What an AI Agent actually is
The word AI agent has been thrown around in nearly every AI related article I've read. Every company seems to be building them, and there's thousands of LinkedIn posts talking about how agentic AI is going to change the world. The problem is that when you actually stop and ask what an AI agent is, the answer becomes complicated. After spending the last couple of weeks looking into the topic, I've come to the conclusion that many people using the term don't actually agree on what it means, and that there isn't a clear central definition.
At first I thought an AI agent was literally just an LLM with access to tools. If ChatGPT can search the web, call an API, or query a database, then that would classify as an agent. It turns out the answer isn't that simple. A chatbot can use tools without really being an agent. Similarly, a workflow can perform multiple actions without being autonomous.

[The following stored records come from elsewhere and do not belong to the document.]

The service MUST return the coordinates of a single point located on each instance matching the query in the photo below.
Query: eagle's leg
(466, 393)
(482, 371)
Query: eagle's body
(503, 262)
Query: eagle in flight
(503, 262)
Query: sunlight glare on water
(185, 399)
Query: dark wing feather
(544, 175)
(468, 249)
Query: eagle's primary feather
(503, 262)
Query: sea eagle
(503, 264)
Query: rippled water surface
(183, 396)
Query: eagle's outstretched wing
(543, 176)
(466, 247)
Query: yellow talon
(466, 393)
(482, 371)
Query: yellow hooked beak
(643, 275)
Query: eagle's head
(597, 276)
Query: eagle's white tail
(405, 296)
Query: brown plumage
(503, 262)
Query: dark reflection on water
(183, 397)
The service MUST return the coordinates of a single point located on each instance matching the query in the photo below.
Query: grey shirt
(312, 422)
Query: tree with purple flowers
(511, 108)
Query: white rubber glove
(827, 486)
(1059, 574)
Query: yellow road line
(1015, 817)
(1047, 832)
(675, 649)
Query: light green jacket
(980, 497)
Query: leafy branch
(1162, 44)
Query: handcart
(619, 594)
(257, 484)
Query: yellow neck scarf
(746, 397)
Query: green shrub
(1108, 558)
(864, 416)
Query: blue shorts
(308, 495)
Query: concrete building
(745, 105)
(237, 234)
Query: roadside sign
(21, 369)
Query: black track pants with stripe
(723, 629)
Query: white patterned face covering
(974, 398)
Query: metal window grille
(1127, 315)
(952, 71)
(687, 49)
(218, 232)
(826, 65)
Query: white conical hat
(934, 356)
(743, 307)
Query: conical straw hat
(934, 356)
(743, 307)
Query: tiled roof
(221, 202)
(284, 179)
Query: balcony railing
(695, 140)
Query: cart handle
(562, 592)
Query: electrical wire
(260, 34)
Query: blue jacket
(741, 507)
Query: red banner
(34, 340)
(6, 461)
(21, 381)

One of the most common examples you'll see is an LLM that can call a weather API. The user asks whether it's going to rain tomorrow, the model decides to call the weather service, recieves the result, and returns an answer. Although this is useful,it's not enough to qualify as an agent. The entire process is still fairly deterministic. The model recieves a request, performs an action, and returns a response. There isn't much decision making involved beyond selecting a tool.
The software spectrum
I think the easiest way to understand agents is to look at software as a spectrum. Traditional software sits at one end. A calculator doesn't make decisions and every possible path is defined by a developer. Then you have LLM-powered software which introduces some flexibility but still follows a predefined flow. After that come workflows where an LLM might influence how tasks are performed, but the overall sequence of steps remains fixed. Agents seem to sit further along that spectrum because they are given a goal rather than a script.
As an example, if you ask a developer to produce a monthly sales report and email it out, most of them would know how to do this with no questions asked. Ideally they would gather data, validate it, generate the report, and send the email. AI agents operate in a similar way. Instead of being told exactly what to do, they are given an outcome and expected to figure out how to get the results.
How agents work
From a technical pov, most agents are built around a loop. The agent recieves a goal, decides what to perform based on its current state, executes that action, and then re-evaluates the situation. This continues until the goal is completed or some termination is reached. A simple implementation as an example is an LLM selecting from a list of available tools. This includes web search, database queries, or API calls. The result of each tool call is fed back into the model. Unlike a traditional workflow where the sequences are predefined, the path taken by an agent can vary depending on the information it discovers along the way. This is often referred to as an agent loop, where the model repeatedly reasons, acts, and observeres until it reaches the goal or decides it can't make any more progress (it gives up).
The characteristic that stands out most is decision making. An agent must be capable of determining what action to perform next based on the information it currently has. It could search the web, read documents, decide the information is insufficient, perform another search, compare results, and only then provide an answer. The important detail is that the path isn't entirely predetermined. The system is adapting as it goes rather than blindly executing a sequence of instructions.
This next part is the controversial bit, but a lot of products marketed as agents are actually workflows. If every step is known ahead of time, then it's not really an agent but actually a flowchart with an LLM attached to it. It's actually not a bad thing though. Most of the time these kind of workflows are easier to understand, cheaper to run, and more reliable. The issue is that the term agent is sometimes used so often that it loses its meaning.
My take
It's a bit strange that people throw around the word AI agent without real understanding or there also being no proper definition. I understand that it's great for clicks, but it creates a lot of confusion. My current opinion is that an AI agent needs a goal, access to tools, and the ability to decide what to do next. Without these, the system is more like a chatbot or a workflow. The exact implementation doesn't matter much. If the system can decide how to achieve an outcome and not just follow instructions, then it meets the criteria.
The funny thing is that after all this reading, I think I've become less interested in agents themselves and more interested in where they make sense. Not every application needs a collection of autonomous agents reasoning about what to do next. Sometimes a simple workflow is the better engineering choice. The challenge is knowing the difference.